Шапкина различила голос своей пожилой медсестры.
– Тише вы! Услышит еще.
– Она-то? Она у себя сидит. Клиентов ждет.
– И что, она всех того? С цветами-то?
– Как есть того.
– Может, все страшные были. Страшные и нищие.
– Да полно, всякие приходили. И на каких только машинах не приезжали. И молодые, и в возрасте. Да все пошли одной дорогой. Никто не угодил.
Шапкина потянулась к дверной ручке. Хотелось перервать эту околесицу. Но она осталась на месте.
– Какой дорогой?
– На четыре стороны которая.
– Ой, да пускай делает, что хочет. Дура есть дура.
Шапкина не выдержала и вломилась внутрь. Она оглядела испуганные лица.
– Ольга Григорьевна! – сказала она, – у вас инструмент не готов, будьте любезны.
– Иду-иду, – сказала медсетсра.
Глазами полными злобы Шапкина осмотрела остальных, фыркнула и вышла вслед за медсестрой.

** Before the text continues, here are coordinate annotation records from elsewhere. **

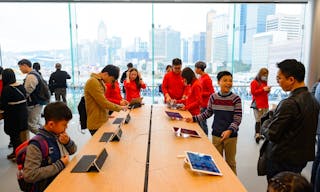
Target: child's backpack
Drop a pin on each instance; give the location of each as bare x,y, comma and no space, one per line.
82,113
21,157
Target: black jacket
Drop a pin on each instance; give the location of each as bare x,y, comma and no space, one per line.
58,79
293,128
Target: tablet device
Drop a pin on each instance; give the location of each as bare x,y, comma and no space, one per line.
117,121
90,163
185,132
203,163
174,115
136,101
116,135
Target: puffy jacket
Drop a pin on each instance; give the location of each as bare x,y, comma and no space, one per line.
293,128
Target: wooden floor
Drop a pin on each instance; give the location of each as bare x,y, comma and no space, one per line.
247,152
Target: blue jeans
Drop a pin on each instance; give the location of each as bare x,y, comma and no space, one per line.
315,174
203,124
274,168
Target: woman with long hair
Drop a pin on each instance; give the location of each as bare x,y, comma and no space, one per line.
133,84
14,105
260,90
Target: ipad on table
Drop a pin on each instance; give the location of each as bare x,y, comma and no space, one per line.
174,115
203,163
185,132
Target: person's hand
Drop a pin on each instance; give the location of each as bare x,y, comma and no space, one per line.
225,135
124,102
189,119
65,160
63,138
267,88
124,108
168,98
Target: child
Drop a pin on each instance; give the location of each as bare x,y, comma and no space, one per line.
289,182
226,107
133,84
41,172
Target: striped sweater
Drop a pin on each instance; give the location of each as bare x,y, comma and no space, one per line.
227,110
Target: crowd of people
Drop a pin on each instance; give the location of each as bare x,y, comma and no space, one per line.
290,133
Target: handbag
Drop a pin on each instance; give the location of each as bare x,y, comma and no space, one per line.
263,158
253,104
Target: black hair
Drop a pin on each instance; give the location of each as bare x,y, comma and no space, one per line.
25,62
292,68
57,111
188,74
223,73
176,61
129,65
8,77
112,70
137,80
36,66
201,65
289,182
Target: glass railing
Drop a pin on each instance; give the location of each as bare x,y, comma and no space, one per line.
153,95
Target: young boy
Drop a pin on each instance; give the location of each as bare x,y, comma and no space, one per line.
226,107
42,172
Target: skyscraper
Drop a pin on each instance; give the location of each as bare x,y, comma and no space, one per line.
249,26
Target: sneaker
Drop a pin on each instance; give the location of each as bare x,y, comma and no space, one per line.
11,156
257,137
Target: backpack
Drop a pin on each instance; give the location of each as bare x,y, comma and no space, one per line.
21,157
82,113
43,93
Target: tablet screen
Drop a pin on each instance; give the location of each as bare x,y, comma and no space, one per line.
190,132
202,163
174,115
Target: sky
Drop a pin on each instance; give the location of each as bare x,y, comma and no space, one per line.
35,26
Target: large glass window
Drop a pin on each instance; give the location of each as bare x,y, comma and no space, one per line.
240,38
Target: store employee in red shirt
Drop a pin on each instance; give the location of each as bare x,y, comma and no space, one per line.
207,90
193,99
133,84
172,84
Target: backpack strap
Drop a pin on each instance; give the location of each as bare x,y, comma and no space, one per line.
43,144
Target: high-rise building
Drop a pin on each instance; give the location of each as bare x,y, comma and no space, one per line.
220,29
167,43
199,47
249,26
288,23
210,16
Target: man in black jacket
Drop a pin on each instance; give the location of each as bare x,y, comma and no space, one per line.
293,126
58,83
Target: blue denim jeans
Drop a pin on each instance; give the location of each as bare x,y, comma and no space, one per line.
203,124
315,174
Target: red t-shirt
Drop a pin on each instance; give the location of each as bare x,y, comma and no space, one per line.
173,84
132,90
113,94
194,98
207,89
259,94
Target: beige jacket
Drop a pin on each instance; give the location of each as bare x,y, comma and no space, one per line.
97,106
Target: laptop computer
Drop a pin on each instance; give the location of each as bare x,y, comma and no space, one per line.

Вспоминая это, Шапкина морщила лоб и кривила губы. В животе неприятно крутило. Она прошла в гостиную, взяла с полки набитую папку на завязках и повалилась на диван. Шапкина потянула за веревочку – папка раскрылась. Внутри стопками лежали медкарты больных. Она взяла первую, задумчиво пробежала глазами и остановилась на строчке: «Правая верхняя пятерка – удаление». Шапкина отшвырнула карту и взяла другую. Прочитала имя больного и улыбнулась. Но только дошла до строчки: «Левая верхняя семерка – удаление» – отшвырнула и эту. Так она раскидала все карты, пока не дошла до него, Горохина. Шапкина напряженно всмотрелась в строчку: «Левая нижняя шестерка – знак вопроса».
15
Горохин двигался к остановке. Он вытаскивал зажигалку, открывал крышку, чиркал – пламя вспыхивало, и закрывал – пламя гасло. Горохин остановился и опустил голову. Влажный асфальт и до блеска натертые туфли. Поднял голову – небо прояснилось. Шаркнув каблуком, он развернулся и стремительно зашагал на угол Ремизова. Туда, где обилие баров и кафе. «Вечер только начался», – подумал он.